Ambos fazem parte da população alvo do projecto Nova Vida, iniciado há dois meses na nova área de Arroios que passou a abranger zonas das antigas freguesias da Pena e dos Anjos (da qual Arroios herdou o projecto). O objectivo é ajudar os sem-abrigo a reinserirem-se na sociedade. 

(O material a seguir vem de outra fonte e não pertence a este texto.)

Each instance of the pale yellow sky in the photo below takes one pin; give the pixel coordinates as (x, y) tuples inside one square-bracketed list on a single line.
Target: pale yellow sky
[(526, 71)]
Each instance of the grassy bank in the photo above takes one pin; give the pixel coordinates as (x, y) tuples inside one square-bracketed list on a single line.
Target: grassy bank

Com Hugo e Filomena estão ainda mais dois elementos do projecto: Margarida, técnica de acção social, e Maria Inês, estagiária. Todos estão devidamente equipados com coletes verde-fluorescente e identificados como 'equipa de rua'. “Fazemos o percurso e conversamos com os sem-abrigo todas as quintas-feiras”, explica Hugo. 
O percurso vai variando – há dois definidos: o primeiro é o do bairro dos Anjos e Pena (que parte do Largo do Intendente, passa pela Rua Nova do Desterro e pela Rua do Saco; pelo Paço da Rainha; segue pela Rua de Sta. Bárbara e termina numa das avenidas que concentram mais sem-abrigo em Lisboa, sob as arcadas dos prédios, a Av. Almirante Reis).

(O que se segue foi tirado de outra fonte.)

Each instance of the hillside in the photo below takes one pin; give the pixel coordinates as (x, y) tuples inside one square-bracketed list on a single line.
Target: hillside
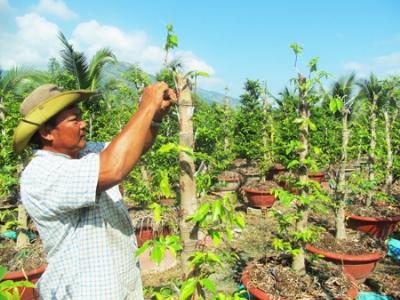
[(114, 71)]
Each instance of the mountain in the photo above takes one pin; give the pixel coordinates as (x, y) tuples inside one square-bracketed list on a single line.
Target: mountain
[(114, 72)]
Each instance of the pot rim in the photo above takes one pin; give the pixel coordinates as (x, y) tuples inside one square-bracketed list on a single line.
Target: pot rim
[(19, 275), (369, 257), (395, 218), (265, 296), (254, 191)]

Na quinta-feira em que o SOL acompanhou a equipa, fez-se outro percurso, o do bairro São Jorge de Arroios. A acompanhar os elementos da Junta estão também duas agentes da PSP, à paisana. É de novo Hugo quem explica os motivos: “É uma medida de segurança. Muitos sem-abrigo têm problemas psiquiátricos, outros são problemas de alcoolismo. É possível que tentem agredir-nos”. Foi, aliás, o que aconteceu há cerca de uma semana, em que um sem-abrigo da Av. Almirante Reis atirou uma cadeira aos elementos do Nova Vida.
 
Corrida de longo curso

É cada vez mais frequente encontrar novos sem-abrigo. “São pessoas que ficaram sem trabalho, outras tiveram problemas com a família”, conta Hugo. 

E também já aparecem famílias. “Há pouco tempo, detectámos uma família em que os dois membros do casal passaram a dormir na rua, após ficarem desempregados. Os filhos foram entregues aos avós”, conta a voluntária Filomena.

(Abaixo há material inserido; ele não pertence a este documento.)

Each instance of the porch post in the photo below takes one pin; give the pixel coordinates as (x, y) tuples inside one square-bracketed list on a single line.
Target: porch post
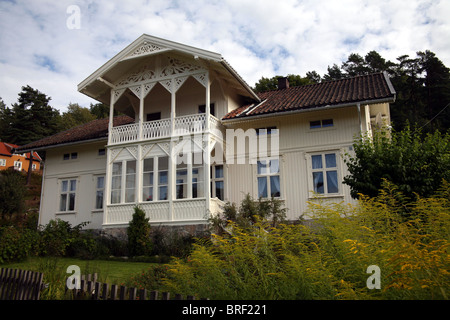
[(207, 152)]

De volta ao senhor António, a equipa conseguiu convencê-lo a ir ao gabinete de apoio no dia seguinte, sexta-feira, para tratar do seu pedido de Rendimento Social de Inserção (RSI). 

A próxima paragem é no Regueirão dos Anjos, onde está enrolada num saco-cama a 'ciganita', como é conhecida entre os técnicos. “Tenho sede!”, grita, espreguiçando-se a rir. Perguntam-lhe: “O que estás aqui a fazer?” A mulher, que recusa dizer o nome verdadeiro, revida: “Então e não trazem nada para comer?” É Margarida quem lhe responde: “Já sabe que não trazemos nada”. 

O facto de aparecerem de mãos vazias torna a aproximação aos sem-abrigo mais difícil – ou lenta, como prefere Hugo: “O nosso trabalho é social e requer tempo”, comenta. E brinca: “Isto não é uma maratona. É uma corrida de longo curso”. 

A equipa segue em direcção à Rua Passos Manuel, em Arroios, que desemboca no Jardim Constantino. Logo no início da rua, há outro sem-abrigo que aparenta não ter mais de 40 anos, embrulhado em mantas. Mas manda os técnicos embora, não está “para conversas”. Como muitos sem-abrigo de Lisboa, “tem problemas psiquiátricos”, explica Hugo. E os serviços continuam sem resposta: “Encaminhamos os casos mas depois as respostas não funcionam”.

Perante a recusa do sem-abrigo em falar, os elementos do Nova Vida seguem, deixando apenas a indicação de que há refeições no Centro Local de Apoio aos Sem-Abrigo de Arroios, da Santa Casa da Misericórdia de Lisboa, que serve por dia 60 jantares. “Nunca forçamos ninguém a falar connosco. É necessário respeitar as pessoas e também esperar que confiem em nós, que vejam que vamos aparecendo”, diz Hugo.

Também na Rua José Estêvão, onde está a ser distribuída comida, os sem-abrigo recusam falar com os voluntários. Voltarão noutro dia. 

A noite terminará contudo com uma boa notícia. Confirma-se a ausência do senhor Joaquim, numa arcada da Rua António Pedro, junto ao BPI. Ainda se vêem as caixas de cartão que, até ao dia anterior, serviram para o proteger deste frio de Dezembro: “Estava há anos aqui, mas conseguimos convencê-lo a ir para um quarto da Comunidade Vida e Paz”. As arcadas têm agora um novo hóspede de cerca de 50 anos, Arnaldo. “O senhor Joaquim já não está, pois não?”, pergunta Filomena. O homem confirma. E conta que não tem qualquer rendimento certo . “Dá-me autorização que lhe trate do processo [de RSI]?”, aproveita Hugo. Arnaldo anui. “Sabe que o senhor Rui foi ontem viver para um quarto da Comunidade Vida e Paz? Veja lá se faz o mesmo”, aconselha Hugo.